In 2001, Gabriela Serra, then president of the Catalan Federation of NGOs for Development, and Arcadi Oliveres, President of Justice and Peace of Spain, led a protest against Julia García-Valdecasas, delegate of the Government in Catalonia, over police charges against participants in a march against the World Bank in Barcelona. They denounced the escalation of police pressure on alternative movements.

She is currently a member of the non-governmental organization Entrepobles, FundiPau, the Delàs Center for Peace Studies, the Peace and Democracy Platform, and the Assemblea Nacional Catalana.

She was positioned as an anti-capitalist and feminist activist. She began to actively participate in the CUP at the urging of David Fernàndez during his time in the Parliament of Catalonia.

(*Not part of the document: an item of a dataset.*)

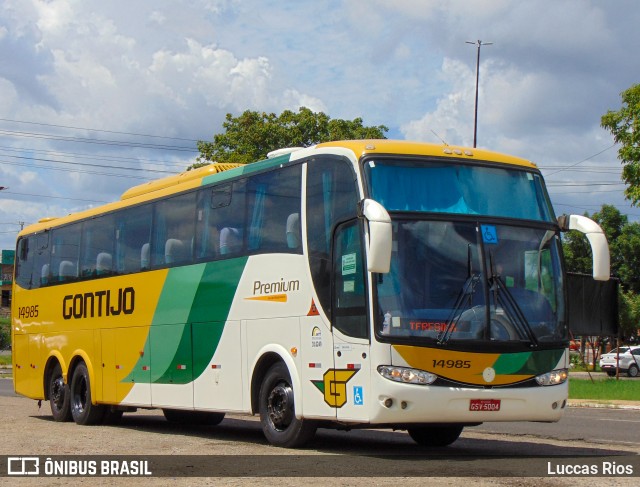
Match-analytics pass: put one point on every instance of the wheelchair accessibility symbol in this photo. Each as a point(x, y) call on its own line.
point(358, 397)
point(489, 234)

In the 2015 regional election, Serra was chosen as a candidate for the Popular Unity Candidacy–Constituent Call (CUP-CC) in primaries. She occupied the fourth position as an independent in the CUP-CC list for Barcelona, and won a seat as an autonomous deputy. Following the pact between Junts pel Sí and the CUP to elect Carles Puigdemont as president of the Generalitat de Catalunya, she was one of the deputies (along with Benet Salellas) appointed to work with the Junts pel Sí parliamentary group.

The Parliament of Catalonia was dissolved in the 2017–18 constitutional crisis. Serra was number 80 on the CUP list for the 2017 election, and did not win a seat. In October 2018 she joined the Advisory Council for the Promotion of a Civic and Social Forum for Constituent Debate.